A representative for Hospital Sisters Health System, the owner of those two shuttered hospitals in Eau Claire and Chippewa Falls, said in a statement to ABC News that closing them down “was one of the most difficult and heartbreaking decisions.”
“These hospitals served their communities for more than a century and we recognize the personal impact this has had on the patients, colleagues and families who relied on us for care,” the statement continued, citing challenges including shrinking margins, workforce shortages, a growing number of patients without commercial insurance coverage, declining population and the fallout from the COVID-19 pandemic.
“Closures that are occurring across the country should be a wake-up call about the crisis rural health care providers are facing,” the representative said.
Impacted care
Dr. Brady Didion, a family physician who used to practice at St. Joseph’s, remembers the cascading fallout after the hospitals closed.
“People missing out on care, people having delayed care, diagnoses weren’t made. Appropriate imaging lab and surgical services weren’t made,” he said. “A lot of people and families suffered.”
Didion later left the area and now practices at a rural hospital 50 miles away, where he still feels the impact. The closure of Sacred Heart and St. Joseph’s means fewer places to transfer critical patients, with the remaining hospitals past capacity.
“I know that we have had delays in care such that it resulted in someone getting irreversible progression in their disease state or even dying,” Didion said. “I’ve literally been up all night on the phone trying to call to get someone care who needed it in our small hospital because these places were full.”
Day to day, that means keeping sicker patients longer, leveling with families about wait times and planning transfers that can take hours instead of minutes.
“It’s not just inconvenience — it is really loss of time, which in a critical disease state is super important and it can be a loss of life,” he said.

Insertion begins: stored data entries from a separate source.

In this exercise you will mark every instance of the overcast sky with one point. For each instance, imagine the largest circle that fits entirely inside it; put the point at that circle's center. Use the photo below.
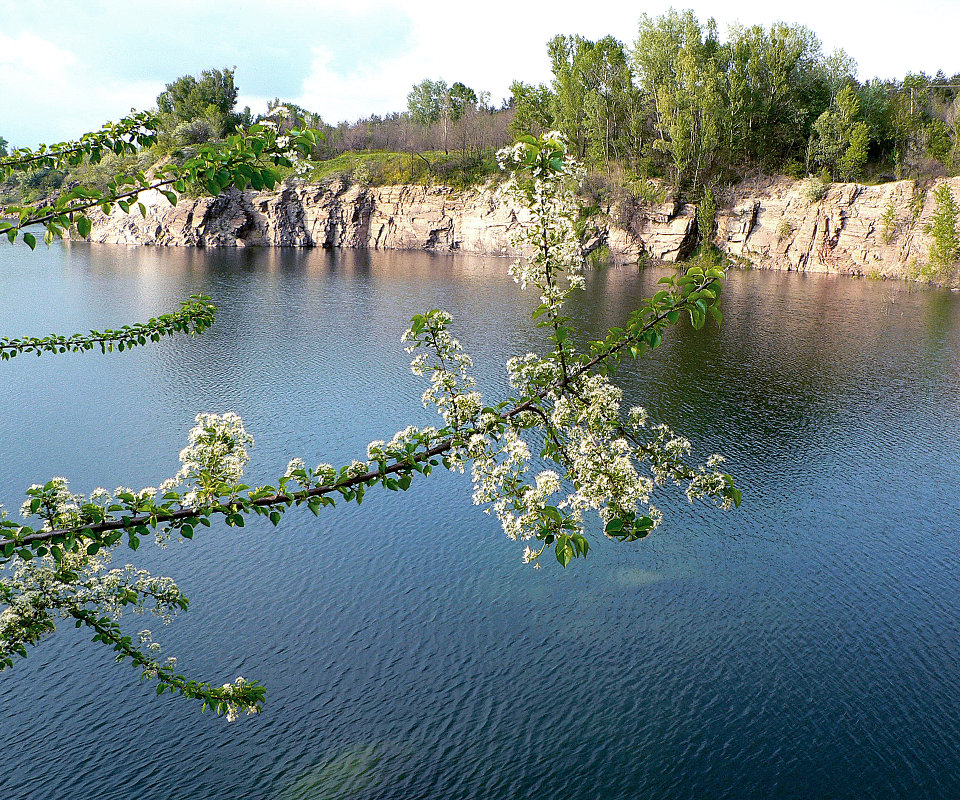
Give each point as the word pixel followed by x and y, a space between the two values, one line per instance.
pixel 67 67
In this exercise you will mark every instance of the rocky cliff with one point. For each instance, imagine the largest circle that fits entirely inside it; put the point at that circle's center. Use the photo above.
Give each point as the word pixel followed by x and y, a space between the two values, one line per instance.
pixel 863 230
pixel 773 224
pixel 387 217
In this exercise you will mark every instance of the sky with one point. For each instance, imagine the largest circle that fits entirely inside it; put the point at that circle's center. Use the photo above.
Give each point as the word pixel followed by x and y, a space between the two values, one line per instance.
pixel 67 67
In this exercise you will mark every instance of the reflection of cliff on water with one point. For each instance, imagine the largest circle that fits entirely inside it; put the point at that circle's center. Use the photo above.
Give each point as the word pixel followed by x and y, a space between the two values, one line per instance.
pixel 793 357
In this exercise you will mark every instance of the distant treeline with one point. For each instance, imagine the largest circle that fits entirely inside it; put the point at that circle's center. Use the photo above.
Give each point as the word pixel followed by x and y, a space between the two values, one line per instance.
pixel 683 103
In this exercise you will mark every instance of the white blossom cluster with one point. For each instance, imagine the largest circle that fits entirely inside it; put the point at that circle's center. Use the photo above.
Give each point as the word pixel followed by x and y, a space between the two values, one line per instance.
pixel 543 180
pixel 232 700
pixel 402 444
pixel 214 457
pixel 452 388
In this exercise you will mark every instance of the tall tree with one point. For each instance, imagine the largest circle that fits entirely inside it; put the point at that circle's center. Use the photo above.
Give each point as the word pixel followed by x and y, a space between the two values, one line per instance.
pixel 211 97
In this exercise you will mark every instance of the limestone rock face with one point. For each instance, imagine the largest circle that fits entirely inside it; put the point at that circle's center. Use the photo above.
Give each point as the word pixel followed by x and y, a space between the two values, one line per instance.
pixel 386 217
pixel 853 229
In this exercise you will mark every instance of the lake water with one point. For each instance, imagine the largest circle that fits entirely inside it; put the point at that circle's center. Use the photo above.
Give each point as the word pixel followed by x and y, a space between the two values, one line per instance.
pixel 805 646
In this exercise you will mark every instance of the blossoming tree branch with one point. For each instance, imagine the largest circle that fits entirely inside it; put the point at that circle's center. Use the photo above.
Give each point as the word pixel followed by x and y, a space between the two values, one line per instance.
pixel 602 459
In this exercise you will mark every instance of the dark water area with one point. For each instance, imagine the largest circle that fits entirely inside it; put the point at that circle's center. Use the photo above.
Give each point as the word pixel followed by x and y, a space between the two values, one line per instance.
pixel 805 646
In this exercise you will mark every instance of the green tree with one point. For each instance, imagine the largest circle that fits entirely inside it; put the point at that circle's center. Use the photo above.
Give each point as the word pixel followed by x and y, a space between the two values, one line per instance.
pixel 52 560
pixel 945 249
pixel 532 109
pixel 426 101
pixel 842 139
pixel 432 102
pixel 212 97
pixel 680 69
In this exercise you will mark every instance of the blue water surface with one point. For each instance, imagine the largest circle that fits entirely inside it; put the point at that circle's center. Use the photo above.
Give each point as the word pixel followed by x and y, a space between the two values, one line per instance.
pixel 805 646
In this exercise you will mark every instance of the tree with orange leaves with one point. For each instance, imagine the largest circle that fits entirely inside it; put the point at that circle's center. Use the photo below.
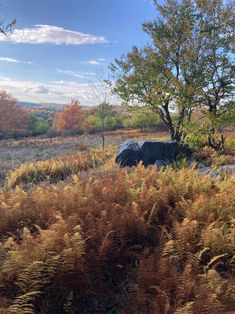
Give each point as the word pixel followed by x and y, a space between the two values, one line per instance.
pixel 71 118
pixel 13 118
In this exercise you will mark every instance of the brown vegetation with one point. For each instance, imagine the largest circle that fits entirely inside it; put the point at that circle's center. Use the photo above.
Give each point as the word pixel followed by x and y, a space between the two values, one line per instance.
pixel 119 241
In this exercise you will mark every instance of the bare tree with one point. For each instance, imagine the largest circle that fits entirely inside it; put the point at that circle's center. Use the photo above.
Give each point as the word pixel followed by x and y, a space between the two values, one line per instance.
pixel 101 92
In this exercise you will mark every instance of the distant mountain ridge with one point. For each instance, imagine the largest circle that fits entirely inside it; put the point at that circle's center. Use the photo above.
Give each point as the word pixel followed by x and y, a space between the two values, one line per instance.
pixel 49 106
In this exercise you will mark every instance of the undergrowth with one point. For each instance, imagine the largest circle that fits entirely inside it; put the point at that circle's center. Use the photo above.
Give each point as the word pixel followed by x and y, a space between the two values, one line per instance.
pixel 60 168
pixel 119 241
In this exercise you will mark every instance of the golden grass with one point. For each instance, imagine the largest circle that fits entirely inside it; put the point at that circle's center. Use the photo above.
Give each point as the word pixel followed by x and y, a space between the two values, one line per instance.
pixel 119 241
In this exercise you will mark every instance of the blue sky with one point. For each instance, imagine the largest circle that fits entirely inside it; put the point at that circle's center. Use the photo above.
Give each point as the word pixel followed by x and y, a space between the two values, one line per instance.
pixel 57 47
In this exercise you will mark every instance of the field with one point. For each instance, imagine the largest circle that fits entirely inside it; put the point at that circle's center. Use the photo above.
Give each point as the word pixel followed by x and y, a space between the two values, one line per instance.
pixel 78 234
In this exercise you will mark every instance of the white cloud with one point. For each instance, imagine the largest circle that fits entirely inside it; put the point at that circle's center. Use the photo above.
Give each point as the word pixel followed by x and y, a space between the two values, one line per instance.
pixel 50 92
pixel 48 34
pixel 81 75
pixel 99 61
pixel 11 60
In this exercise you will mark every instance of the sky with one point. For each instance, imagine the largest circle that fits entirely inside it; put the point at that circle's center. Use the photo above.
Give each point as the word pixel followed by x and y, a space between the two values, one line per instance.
pixel 57 47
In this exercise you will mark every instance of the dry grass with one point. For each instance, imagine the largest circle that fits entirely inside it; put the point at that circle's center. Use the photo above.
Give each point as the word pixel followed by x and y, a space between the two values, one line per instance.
pixel 119 241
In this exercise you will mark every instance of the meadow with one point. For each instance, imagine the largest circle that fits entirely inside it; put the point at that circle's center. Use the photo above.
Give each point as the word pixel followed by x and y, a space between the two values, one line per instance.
pixel 78 234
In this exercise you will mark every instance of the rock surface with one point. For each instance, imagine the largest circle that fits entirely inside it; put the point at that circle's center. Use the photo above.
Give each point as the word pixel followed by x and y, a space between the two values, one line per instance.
pixel 131 152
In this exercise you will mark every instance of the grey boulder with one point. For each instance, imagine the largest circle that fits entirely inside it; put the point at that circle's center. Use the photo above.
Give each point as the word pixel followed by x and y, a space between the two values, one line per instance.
pixel 131 152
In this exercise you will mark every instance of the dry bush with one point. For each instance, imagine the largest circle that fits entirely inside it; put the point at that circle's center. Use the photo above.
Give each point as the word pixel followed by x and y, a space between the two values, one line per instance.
pixel 54 170
pixel 119 241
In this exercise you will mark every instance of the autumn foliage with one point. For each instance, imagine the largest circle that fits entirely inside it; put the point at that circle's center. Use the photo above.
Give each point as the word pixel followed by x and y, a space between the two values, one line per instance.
pixel 71 118
pixel 119 241
pixel 13 118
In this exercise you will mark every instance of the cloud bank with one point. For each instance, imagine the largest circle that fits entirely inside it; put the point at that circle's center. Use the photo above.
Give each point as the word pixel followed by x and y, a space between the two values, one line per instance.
pixel 49 34
pixel 11 60
pixel 50 92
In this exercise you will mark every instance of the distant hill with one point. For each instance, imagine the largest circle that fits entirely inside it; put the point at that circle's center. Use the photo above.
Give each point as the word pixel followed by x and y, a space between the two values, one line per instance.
pixel 48 106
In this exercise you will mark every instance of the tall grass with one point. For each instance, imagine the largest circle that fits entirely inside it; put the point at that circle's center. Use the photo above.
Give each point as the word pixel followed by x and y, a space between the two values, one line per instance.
pixel 120 241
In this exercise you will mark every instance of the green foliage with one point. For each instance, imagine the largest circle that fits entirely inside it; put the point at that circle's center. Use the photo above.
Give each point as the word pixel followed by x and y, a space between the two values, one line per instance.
pixel 142 120
pixel 196 136
pixel 190 64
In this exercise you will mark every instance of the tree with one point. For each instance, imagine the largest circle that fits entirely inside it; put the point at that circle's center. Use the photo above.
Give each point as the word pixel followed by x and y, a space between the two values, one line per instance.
pixel 164 76
pixel 217 26
pixel 143 120
pixel 71 118
pixel 103 112
pixel 13 118
pixel 171 75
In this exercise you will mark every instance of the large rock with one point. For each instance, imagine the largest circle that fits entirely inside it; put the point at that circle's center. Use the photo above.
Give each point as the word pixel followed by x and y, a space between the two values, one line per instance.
pixel 131 152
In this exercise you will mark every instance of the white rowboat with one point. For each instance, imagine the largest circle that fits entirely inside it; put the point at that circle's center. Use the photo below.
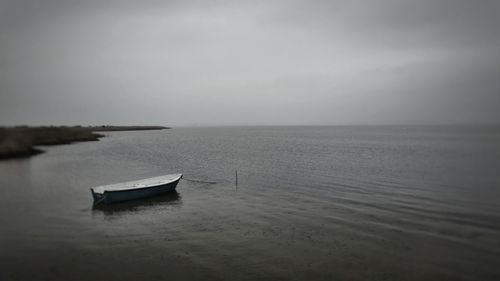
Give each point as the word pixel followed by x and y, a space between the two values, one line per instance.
pixel 118 192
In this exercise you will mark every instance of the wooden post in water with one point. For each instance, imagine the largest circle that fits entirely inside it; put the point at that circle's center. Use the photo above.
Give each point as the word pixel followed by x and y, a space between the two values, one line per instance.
pixel 236 172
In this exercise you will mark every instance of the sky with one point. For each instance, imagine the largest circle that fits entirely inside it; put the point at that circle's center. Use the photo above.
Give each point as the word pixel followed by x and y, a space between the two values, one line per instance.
pixel 209 63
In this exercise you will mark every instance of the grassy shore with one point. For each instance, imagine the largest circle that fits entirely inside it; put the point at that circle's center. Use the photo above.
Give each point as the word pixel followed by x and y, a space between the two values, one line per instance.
pixel 21 141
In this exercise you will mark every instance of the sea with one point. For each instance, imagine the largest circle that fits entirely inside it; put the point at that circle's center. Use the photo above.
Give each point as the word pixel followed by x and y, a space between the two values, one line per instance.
pixel 260 203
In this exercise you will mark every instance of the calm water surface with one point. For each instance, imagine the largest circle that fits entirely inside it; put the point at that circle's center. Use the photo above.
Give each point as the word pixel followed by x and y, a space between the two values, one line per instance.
pixel 312 203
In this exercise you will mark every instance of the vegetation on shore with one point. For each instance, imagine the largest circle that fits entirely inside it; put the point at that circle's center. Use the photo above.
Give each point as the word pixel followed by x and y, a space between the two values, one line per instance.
pixel 21 141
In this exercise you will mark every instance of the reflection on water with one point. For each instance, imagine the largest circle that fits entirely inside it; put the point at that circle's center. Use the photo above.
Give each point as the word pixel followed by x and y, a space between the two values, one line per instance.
pixel 169 199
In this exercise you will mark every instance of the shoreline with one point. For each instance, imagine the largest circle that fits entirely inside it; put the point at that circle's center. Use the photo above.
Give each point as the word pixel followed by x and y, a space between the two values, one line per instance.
pixel 21 141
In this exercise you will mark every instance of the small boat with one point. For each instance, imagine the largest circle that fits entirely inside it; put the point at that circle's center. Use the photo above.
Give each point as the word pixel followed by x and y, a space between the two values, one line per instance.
pixel 137 189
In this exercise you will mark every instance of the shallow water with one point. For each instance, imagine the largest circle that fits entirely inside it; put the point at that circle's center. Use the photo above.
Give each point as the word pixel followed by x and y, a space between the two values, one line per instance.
pixel 312 203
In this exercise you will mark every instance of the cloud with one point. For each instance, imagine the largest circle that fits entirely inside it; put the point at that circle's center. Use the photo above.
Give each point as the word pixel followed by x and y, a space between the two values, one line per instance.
pixel 249 62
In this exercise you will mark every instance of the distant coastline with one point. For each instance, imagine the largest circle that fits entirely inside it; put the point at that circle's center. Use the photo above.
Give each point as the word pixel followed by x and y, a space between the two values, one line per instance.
pixel 21 141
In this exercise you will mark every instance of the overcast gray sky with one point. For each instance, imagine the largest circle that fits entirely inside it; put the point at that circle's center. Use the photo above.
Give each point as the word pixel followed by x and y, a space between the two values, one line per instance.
pixel 249 62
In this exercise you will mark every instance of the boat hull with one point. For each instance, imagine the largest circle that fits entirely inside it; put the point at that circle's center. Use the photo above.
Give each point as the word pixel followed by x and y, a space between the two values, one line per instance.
pixel 109 197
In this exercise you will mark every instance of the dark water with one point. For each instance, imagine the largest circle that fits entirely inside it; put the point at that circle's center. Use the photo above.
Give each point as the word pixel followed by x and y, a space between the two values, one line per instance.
pixel 313 203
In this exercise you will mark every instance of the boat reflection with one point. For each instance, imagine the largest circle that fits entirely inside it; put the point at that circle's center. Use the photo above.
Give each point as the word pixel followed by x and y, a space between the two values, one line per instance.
pixel 169 199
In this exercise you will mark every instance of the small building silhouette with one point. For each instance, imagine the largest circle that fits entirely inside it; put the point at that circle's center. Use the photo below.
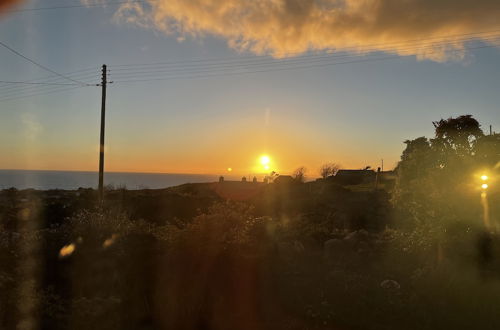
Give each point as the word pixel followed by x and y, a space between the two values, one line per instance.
pixel 355 176
pixel 284 179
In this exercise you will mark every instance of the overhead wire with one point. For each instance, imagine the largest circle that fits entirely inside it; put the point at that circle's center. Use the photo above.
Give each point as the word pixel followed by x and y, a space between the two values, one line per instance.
pixel 29 87
pixel 258 64
pixel 12 50
pixel 371 47
pixel 212 73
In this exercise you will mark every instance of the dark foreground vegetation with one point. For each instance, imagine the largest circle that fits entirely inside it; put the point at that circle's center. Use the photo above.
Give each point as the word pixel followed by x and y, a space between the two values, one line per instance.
pixel 422 253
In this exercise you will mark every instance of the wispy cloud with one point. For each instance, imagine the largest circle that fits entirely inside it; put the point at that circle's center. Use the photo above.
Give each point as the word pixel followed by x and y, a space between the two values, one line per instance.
pixel 4 4
pixel 281 27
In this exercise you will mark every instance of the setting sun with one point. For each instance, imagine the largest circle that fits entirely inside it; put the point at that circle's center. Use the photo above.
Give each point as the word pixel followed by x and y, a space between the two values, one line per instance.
pixel 265 160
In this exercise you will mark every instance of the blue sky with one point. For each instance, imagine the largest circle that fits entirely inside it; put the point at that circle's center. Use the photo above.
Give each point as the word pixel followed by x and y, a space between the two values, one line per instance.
pixel 353 114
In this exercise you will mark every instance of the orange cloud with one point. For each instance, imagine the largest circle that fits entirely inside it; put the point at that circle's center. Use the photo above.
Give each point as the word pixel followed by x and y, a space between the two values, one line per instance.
pixel 282 27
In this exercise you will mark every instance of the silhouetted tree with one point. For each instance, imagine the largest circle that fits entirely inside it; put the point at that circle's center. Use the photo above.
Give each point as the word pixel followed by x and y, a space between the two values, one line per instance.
pixel 328 169
pixel 299 174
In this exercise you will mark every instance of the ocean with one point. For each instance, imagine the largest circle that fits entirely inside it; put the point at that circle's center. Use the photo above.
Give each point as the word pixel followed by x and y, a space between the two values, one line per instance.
pixel 71 180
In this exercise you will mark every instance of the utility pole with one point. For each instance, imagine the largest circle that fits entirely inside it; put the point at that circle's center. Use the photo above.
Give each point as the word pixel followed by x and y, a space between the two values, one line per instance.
pixel 101 145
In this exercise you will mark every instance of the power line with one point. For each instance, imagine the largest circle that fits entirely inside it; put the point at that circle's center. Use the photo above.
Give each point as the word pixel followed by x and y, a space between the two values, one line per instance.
pixel 38 64
pixel 47 79
pixel 253 64
pixel 35 83
pixel 11 90
pixel 43 93
pixel 371 47
pixel 218 74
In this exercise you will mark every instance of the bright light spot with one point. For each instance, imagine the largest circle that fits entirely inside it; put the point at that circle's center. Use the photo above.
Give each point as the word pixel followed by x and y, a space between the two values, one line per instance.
pixel 109 241
pixel 265 160
pixel 67 250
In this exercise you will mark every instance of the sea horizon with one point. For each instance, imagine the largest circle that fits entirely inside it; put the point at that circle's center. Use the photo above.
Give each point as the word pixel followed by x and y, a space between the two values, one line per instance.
pixel 72 180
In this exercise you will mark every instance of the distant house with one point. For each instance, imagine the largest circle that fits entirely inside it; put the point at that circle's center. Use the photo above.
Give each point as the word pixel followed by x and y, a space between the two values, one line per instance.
pixel 355 176
pixel 387 176
pixel 284 179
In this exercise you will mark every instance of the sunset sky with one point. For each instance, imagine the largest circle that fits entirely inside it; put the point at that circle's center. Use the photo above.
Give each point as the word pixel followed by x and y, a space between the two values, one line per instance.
pixel 353 114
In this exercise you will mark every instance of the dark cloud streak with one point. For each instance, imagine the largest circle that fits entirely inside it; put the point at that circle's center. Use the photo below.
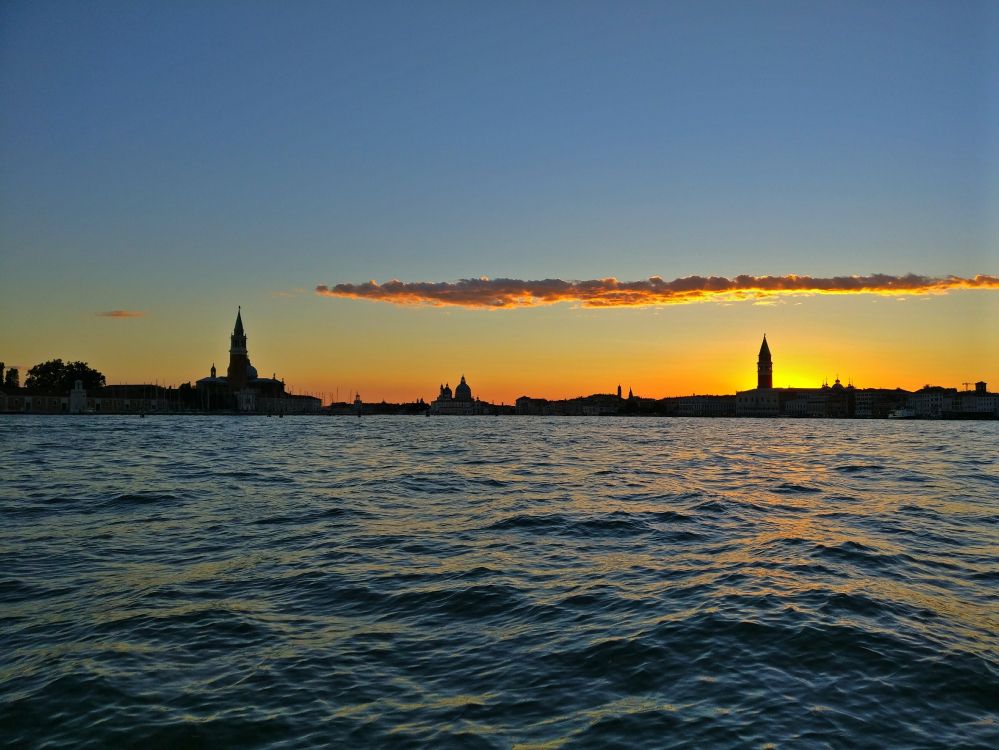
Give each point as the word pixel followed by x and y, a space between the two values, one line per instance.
pixel 501 294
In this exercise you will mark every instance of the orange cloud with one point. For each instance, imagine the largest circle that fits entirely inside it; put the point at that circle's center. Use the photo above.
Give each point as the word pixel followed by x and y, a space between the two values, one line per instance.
pixel 120 314
pixel 500 294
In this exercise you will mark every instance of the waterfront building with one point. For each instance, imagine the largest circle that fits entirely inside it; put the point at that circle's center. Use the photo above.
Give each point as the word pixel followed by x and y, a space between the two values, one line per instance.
pixel 242 389
pixel 459 403
pixel 764 400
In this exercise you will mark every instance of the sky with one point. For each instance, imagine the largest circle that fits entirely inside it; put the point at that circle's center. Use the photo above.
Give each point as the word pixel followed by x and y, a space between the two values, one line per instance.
pixel 173 160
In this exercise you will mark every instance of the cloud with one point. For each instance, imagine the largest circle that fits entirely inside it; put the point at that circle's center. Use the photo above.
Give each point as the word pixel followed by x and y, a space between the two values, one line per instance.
pixel 120 314
pixel 499 294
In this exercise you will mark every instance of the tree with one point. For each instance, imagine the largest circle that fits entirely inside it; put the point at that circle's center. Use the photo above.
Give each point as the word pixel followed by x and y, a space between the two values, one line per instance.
pixel 58 376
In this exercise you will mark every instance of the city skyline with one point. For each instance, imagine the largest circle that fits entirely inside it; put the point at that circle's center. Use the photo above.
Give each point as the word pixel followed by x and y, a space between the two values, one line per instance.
pixel 164 165
pixel 245 387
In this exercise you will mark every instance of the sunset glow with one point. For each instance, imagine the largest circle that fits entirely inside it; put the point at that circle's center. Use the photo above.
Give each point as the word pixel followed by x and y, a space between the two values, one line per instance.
pixel 510 293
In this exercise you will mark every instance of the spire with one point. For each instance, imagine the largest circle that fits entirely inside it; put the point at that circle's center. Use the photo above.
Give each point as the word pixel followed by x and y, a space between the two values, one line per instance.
pixel 764 349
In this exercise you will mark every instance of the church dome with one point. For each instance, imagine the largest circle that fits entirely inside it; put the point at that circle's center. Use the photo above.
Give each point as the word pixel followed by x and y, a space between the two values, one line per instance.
pixel 462 392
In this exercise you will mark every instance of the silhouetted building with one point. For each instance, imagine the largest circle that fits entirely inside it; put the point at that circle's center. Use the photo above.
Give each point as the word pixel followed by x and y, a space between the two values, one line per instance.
pixel 460 403
pixel 242 389
pixel 764 367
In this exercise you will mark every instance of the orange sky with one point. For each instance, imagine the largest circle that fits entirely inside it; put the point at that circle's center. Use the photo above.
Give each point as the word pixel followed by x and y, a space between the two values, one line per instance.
pixel 322 346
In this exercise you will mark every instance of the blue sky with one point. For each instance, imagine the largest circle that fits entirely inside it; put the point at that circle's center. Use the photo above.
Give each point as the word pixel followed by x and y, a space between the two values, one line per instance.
pixel 161 155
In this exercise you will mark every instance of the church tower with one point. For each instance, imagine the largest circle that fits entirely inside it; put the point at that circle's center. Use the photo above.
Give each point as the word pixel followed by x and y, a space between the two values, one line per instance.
pixel 238 359
pixel 764 367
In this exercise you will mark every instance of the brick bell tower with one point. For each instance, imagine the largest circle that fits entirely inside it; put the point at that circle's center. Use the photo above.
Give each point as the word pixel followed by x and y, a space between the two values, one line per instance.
pixel 764 367
pixel 238 359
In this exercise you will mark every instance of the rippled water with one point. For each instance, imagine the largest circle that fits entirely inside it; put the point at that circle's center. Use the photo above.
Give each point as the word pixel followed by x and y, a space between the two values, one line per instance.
pixel 491 582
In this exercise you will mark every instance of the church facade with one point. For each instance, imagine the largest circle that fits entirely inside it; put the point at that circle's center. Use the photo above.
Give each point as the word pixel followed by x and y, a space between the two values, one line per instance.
pixel 459 403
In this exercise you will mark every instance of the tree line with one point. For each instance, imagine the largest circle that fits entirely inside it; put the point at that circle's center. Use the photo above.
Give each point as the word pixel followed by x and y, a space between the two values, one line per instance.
pixel 57 376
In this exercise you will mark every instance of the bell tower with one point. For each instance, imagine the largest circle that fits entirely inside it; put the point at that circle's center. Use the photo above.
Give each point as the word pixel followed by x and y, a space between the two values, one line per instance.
pixel 764 367
pixel 238 359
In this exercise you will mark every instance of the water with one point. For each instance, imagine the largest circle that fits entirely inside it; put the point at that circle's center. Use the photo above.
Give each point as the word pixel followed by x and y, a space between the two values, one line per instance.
pixel 489 582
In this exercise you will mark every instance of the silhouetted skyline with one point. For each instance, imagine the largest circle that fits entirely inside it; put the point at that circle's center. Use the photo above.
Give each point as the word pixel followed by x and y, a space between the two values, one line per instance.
pixel 166 163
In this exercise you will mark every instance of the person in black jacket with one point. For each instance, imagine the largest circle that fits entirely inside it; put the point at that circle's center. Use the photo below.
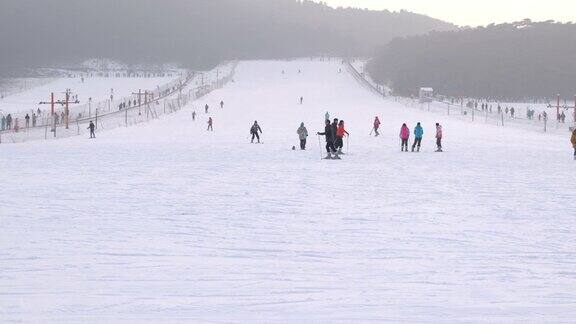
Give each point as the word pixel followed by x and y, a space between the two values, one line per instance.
pixel 330 135
pixel 254 131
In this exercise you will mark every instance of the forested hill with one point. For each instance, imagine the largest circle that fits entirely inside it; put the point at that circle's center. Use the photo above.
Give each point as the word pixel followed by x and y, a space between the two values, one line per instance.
pixel 509 61
pixel 194 32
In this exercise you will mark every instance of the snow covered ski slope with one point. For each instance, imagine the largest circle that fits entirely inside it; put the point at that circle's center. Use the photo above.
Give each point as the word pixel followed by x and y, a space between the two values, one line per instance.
pixel 167 223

Toll on patients and staff
When a hospital closes, the rest of the community is left to pick up the pieces — including emergency services.
Chippewa Falls Fire Station Chief Jason Thom told ABC News his crews no longer have the option of stabilizing critical patients at St. Joseph’s Hospital, which once sat just down the street.
Now, he says, transport times often stretch an hour, or they rely on helicopters, but those aren’t always available.
The longer rides, Thom adds, take a toll on both patients and staff.
“It could be detrimental to the patient because we can do a lot of things; however, we can’t do everything. If they require a surgical procedure or in the event of somebody having a heart attack… we can maintain and get them there as quickly as we can. At that point, hope for the best that those patients are going to survive,” Thom said.
Inside the remaining hospitals, the spillover is visible.
“One of the local hospitals — the ambulance garage, it has two bays in it, which used to be for the ambulances to pull in and unload patients — is now set up basically as a triage area with beds in it for the overflow,” Thom says. “Waiting rooms are typically full. Patient rooms are full.”
The paramedics at the station say they are seeing patients wait longer to call 911 — and by the time they do, they’re often much sicker. The longer drives, combined with overwhelmed emergency departments, compound the delay.
Many residents can’t get regular doctor appointments now, and some hesitate to seek help because they can’t afford a ride home from a hospital that’s farther away.
“They’re more sick when we see them,” Brooke Sommerfeld, a paramedic at the station, told ABC News. “And so you’re kind of watching them… decompose almost in the back of the ambulance when you have them,” she said.
“It’s overwhelming,” she adds. “We know what we’re doing; we are trained in our skills, but at the same time, when you know… ultimately what they need is somewhere an hour away… it makes us feel almost helpless.”